Roberto Nepoti
La Repubblica
Deserto del Sinai, esterno notte. Una dozzina di ragazze giunte dai paesi dell'Est europeo sono vendute all'asta, come bestiame. Avviate alla prostituzione con un corso accelerato, traversano una via crucis dove la terra promessa (Israele e i Territori) si trasforma in luogo di orrori e sopraffazione prestando il nome, con sadica ironia, a un bordello di piaceri da mattatoio.
Sfruttate, brutalizzate, violentate, le vittime dell'infernale tratta delle bianche - in Terra promessa - sono le schiave del XXI secolo; carne ridotta a pura merce dalla legge del profitto economico, sotto la cui bandiera si uniscono uomini altrove divisi da tutto: israeliani, palestinesi, russi. Pur se Gitai è visibilmente arrabbiato, la sua collera si esprime a freddo.
La prima parte di Terra promessa non racconta una storia in senso stretto, non ha un personaggio principale. Tagliato corto con tutti i cliché sulla prostituzione (a cominciare dal voyeurismo), la regia prende la distanza dal soggetto; trasuda energia nervosa nelle immagini girate con telecamera digitale; adotta la crudezza del reportage senza commento.
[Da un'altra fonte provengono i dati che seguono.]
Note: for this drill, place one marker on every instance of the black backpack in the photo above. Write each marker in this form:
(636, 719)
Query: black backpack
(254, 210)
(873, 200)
Proprio nel momento in cui sopprime l'emozione a comando, però, stabilisce un contatto forte con lo spettatore comunicandogli disagio, un malessere ai limiti della sopportazione. L'impresa di Gitai non si mantiene, purtroppo, coerente fino in fondo col suo assunto formale coraggioso e intransigente. Vengono fuori alcuni personaggi già visti e un epilogo che sa di espediente narrativo.